Many couples make the decision to start a family and they assume that pregnancy will happen without any problem. However, this is not the case as about 1 out of every 6 couples will experience infertility.
If you are thirty-five years or older and have been doing everything possible to get pregnant for a year without success, then you should talk to a specialist for infertility diagnosis and treatment. Read on below to find out the most common fertility treatment options.
If you are having ovulation problems, you are more likely to benefit from fertility treatments. The first step in treating infertility in most cases is to deal with the underlying cause.
For example, if you have thyroid disease and this is causing hormone imbalances, the medication for the thyroid disease might help to resolve your infertility issues.
To identify your problem, the reproductive endocrinologist is going to do a full evaluation of both you and your partner. The tests are likely to include ultrasounds, hormone level assessments, and sperm analysis.
When your doctor identifies the cause of your problem, you will get recommendations for the fertility treatments that you can consider.
Most Common Fertility Treatment Options
The following are some of the most common options available.
Ovulation Induction: If you are not producing enough hormones or they are not working properly, your doctor might suggest some fertility medications that can help your reproductive system. In the event that your infertility trigger is not known, your doctor might start with ovulation induction.

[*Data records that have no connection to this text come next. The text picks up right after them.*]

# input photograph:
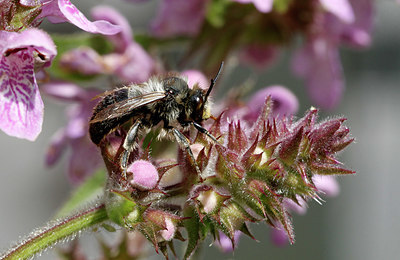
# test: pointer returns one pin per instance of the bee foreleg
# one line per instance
(185, 143)
(204, 131)
(129, 144)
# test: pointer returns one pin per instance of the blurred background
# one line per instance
(360, 223)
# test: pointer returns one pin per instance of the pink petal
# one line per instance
(134, 65)
(195, 76)
(327, 185)
(83, 60)
(58, 144)
(279, 236)
(145, 175)
(319, 63)
(21, 107)
(340, 8)
(284, 102)
(225, 243)
(259, 56)
(263, 6)
(84, 160)
(74, 16)
(179, 17)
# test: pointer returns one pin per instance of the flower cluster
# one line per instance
(261, 164)
(254, 172)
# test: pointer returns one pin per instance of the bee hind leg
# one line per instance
(185, 143)
(129, 144)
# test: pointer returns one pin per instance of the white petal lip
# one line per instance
(21, 107)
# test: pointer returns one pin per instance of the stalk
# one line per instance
(55, 231)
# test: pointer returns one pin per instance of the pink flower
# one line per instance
(263, 6)
(84, 158)
(259, 56)
(325, 184)
(59, 11)
(145, 175)
(21, 107)
(195, 76)
(179, 17)
(341, 8)
(318, 62)
(124, 38)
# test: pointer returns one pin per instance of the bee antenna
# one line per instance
(214, 80)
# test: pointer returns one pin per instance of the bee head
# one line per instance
(198, 103)
(175, 88)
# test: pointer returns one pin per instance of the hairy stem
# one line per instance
(55, 231)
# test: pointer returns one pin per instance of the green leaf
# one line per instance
(88, 191)
(281, 6)
(216, 12)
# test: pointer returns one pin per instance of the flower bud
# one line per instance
(145, 175)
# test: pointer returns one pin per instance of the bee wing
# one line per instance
(126, 106)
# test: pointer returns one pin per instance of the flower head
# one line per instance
(75, 133)
(179, 17)
(59, 11)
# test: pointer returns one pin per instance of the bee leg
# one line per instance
(201, 129)
(185, 143)
(129, 144)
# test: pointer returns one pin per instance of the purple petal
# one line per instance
(319, 63)
(179, 17)
(145, 175)
(64, 11)
(284, 102)
(259, 56)
(225, 243)
(21, 107)
(292, 206)
(121, 40)
(84, 160)
(327, 185)
(134, 65)
(195, 76)
(80, 113)
(279, 236)
(33, 38)
(358, 33)
(263, 6)
(340, 8)
(83, 60)
(169, 232)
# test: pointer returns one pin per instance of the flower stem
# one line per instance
(55, 231)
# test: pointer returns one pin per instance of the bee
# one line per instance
(168, 102)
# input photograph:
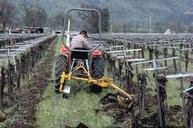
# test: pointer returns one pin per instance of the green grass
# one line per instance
(57, 112)
(173, 85)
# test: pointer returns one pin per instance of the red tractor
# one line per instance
(80, 63)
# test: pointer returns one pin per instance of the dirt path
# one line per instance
(32, 95)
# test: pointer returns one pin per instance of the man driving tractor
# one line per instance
(80, 41)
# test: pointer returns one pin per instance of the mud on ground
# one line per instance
(25, 108)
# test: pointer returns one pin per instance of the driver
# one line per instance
(80, 41)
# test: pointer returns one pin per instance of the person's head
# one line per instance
(84, 33)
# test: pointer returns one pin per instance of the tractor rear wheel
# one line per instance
(61, 66)
(97, 72)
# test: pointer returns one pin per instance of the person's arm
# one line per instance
(86, 44)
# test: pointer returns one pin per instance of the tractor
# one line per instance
(82, 65)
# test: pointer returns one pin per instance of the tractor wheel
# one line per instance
(61, 66)
(97, 72)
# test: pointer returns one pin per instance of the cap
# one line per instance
(84, 32)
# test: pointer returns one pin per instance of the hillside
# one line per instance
(124, 10)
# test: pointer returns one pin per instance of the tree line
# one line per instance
(31, 15)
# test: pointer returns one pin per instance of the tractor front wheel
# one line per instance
(97, 72)
(61, 66)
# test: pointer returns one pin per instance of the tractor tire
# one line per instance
(61, 66)
(97, 72)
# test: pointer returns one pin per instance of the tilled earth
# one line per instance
(32, 95)
(126, 115)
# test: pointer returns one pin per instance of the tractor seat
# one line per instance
(79, 53)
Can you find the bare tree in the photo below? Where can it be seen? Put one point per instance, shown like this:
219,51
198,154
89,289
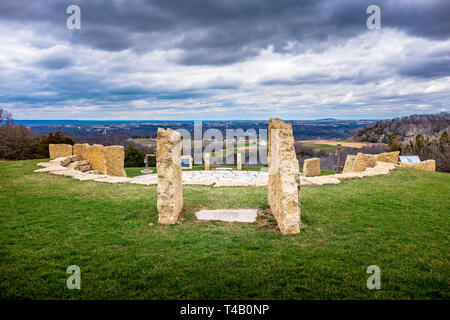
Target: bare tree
5,117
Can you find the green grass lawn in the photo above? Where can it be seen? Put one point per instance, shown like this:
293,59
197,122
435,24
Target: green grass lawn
133,172
398,222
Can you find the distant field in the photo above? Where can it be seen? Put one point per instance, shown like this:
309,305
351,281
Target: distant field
332,144
145,142
399,222
133,172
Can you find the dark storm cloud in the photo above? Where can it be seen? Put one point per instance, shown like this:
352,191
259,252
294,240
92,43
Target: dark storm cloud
427,69
55,62
224,32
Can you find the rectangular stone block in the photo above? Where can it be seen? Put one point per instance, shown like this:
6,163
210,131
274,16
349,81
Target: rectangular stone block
114,158
391,157
59,150
311,167
82,150
428,165
284,177
360,163
349,163
96,158
170,184
371,160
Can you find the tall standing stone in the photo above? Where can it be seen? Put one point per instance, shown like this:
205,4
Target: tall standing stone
168,165
96,157
284,177
239,161
311,167
207,161
115,158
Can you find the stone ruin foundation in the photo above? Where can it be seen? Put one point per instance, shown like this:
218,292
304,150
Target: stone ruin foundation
311,167
100,159
284,177
59,150
168,164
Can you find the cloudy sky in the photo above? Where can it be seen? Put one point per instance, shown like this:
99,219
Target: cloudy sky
224,59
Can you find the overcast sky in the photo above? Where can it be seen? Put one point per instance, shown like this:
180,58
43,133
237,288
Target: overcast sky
224,59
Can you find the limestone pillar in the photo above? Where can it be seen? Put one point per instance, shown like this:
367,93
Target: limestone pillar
284,177
207,157
168,165
96,157
239,161
115,158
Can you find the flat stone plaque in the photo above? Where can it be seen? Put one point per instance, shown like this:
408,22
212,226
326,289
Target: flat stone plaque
237,215
409,159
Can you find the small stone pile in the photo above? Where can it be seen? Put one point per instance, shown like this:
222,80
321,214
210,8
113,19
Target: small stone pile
361,161
311,167
107,160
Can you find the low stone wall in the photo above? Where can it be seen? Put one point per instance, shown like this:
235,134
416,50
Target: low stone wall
284,177
391,157
311,167
371,160
168,166
59,150
349,163
360,164
114,158
82,150
361,161
428,165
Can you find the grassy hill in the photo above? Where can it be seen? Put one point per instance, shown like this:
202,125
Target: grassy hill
399,222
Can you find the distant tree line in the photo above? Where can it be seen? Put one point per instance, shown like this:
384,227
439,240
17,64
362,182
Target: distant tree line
405,128
425,135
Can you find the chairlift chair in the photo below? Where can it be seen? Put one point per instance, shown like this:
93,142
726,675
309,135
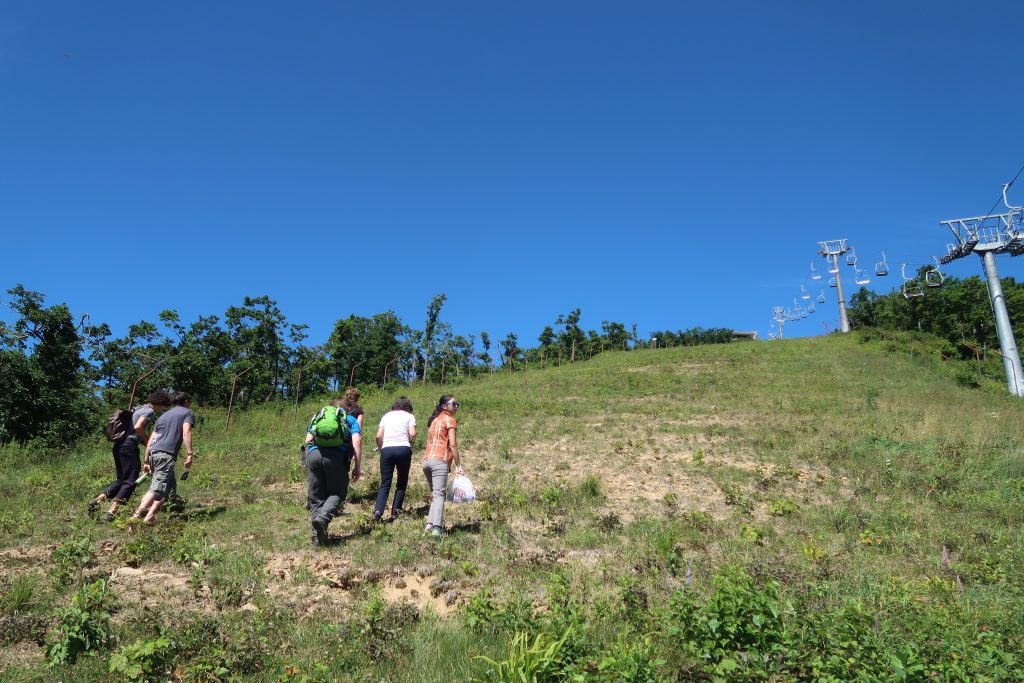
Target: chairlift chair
911,286
882,268
934,278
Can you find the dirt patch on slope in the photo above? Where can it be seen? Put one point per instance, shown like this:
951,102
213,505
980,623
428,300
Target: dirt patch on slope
312,582
160,587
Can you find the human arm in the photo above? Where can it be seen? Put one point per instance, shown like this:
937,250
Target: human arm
145,461
454,450
186,439
140,428
356,456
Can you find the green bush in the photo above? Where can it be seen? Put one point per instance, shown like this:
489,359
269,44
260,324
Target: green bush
71,558
84,626
141,660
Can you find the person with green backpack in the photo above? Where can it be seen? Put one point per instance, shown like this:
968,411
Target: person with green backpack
334,440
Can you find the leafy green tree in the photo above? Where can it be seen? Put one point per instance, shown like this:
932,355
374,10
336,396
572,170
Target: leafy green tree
430,329
511,345
45,393
368,344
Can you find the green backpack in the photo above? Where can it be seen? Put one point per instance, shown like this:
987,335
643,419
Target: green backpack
330,427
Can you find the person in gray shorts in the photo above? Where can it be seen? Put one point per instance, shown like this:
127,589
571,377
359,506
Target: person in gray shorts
173,428
126,460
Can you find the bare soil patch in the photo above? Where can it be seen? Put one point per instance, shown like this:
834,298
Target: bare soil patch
160,587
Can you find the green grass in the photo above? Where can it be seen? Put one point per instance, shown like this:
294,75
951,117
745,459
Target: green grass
633,504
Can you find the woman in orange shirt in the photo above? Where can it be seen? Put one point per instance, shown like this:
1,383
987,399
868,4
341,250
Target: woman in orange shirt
442,451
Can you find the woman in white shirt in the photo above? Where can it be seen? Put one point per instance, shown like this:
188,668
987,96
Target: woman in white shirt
394,437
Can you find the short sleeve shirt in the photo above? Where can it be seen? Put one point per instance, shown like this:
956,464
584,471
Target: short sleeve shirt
168,430
437,438
139,413
395,425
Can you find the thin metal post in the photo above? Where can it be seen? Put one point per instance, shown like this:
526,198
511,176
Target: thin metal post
388,365
298,385
351,375
844,322
230,400
1008,345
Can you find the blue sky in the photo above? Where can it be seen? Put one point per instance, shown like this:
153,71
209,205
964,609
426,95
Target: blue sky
671,164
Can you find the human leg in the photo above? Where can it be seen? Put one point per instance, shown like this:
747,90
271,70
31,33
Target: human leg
436,473
387,471
163,481
402,461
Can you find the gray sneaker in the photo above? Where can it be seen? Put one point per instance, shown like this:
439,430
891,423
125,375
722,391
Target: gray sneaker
321,537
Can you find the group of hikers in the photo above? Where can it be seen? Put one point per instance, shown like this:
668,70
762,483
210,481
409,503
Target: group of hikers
332,454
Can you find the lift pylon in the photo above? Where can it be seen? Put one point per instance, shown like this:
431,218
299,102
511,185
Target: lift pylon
832,250
987,237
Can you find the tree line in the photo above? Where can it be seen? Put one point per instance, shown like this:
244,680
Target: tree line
59,373
958,310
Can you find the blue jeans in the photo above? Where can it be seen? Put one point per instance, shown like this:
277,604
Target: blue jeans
393,458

Assisted Reproductive Technology (ART): This treatment is used to help produce an embryo by sidestepping the common factors that usually cause fertility issues.
The Assisted Reproductive Technologies typical use medications which include Gonal-f that replaces or supplements the FSH hormones that a woman produces naturally.
This helps the mature eggs as the development of multiple egg follicles are stimulated. In addition, some other medications might be used in order to control the reproductive cycle time.
Intrauterine Insemination (IUI): This is the least complex of the ART or Assisted Reproductive Technologies, and it involves the preparation of sperm that will be placed directly into your uterus.
Your doctor can do this procedure without anesthesia inside the office by inserting a needle or catheter inside the cervix to deliver the sperm to the right location. It is less expensive than the other ART procedures and it’s less likely to result in multiples.
In Vitro Fertilization (IVF): This treatment often comes to mind when most people think about infertility issues. IVF is a viable option to consider if other methods are not successful or if you did not qualify for IUI or ovulation induction.
For this treatment, the basic idea is for the sperm and egg to form a union and an embryo is transferred after being placed inside the uterus in the laboratory of a fertility clinic. Simply put, your eggs will be fertilized by your partner’s sperm inside a laboratory and the resulting embryo(s) will be transferred at the optimal time to your uterus in hopes that conception will take place successfully.
The IVF procedure involves three distinct stages:
1. Egg retrieval: In this process, the ovaries will be stimulated in order to release some mature eggs to be used later in the fertilization stage.
2. Fertilization: The doctor will take a sperm sample from your partner, and used it in the lab for fertilization. If fertilization is successful, the new embryo will continue to develop and divide for about three to five days inside the laboratory.
3. Embryo transfer: The embryo will be transferred after three to five days.
Intracytoplasmic Sperm Injection (ICSI): This technique is used during the fertilization process. It basically involves the injecting of one sperm into one egg with specialized instruments and a microscope. It is used more often in severe male infertility cases and might be used if the infertility cause is not known.
Surgery: If you are experiencing certain physical problems like tubal blockages, endometriosis or fibroids, surgery might be recommended. If this helps to correct the problem, your doctor can boost your chances of getting pregnant.
If you have had recurrent miscarriages or physical limitations which prevent you from carrying a child, a gestational carrier might be the best option.
This will be an individual who has no biological link to the fetus and will carry the pregnancy to full term. In this case, the gestational carrier will have a baby who is related genetically to just you or to both you and your partner.
You can talk to a fertility specialist if you need help to understand the most common fertility treatment options.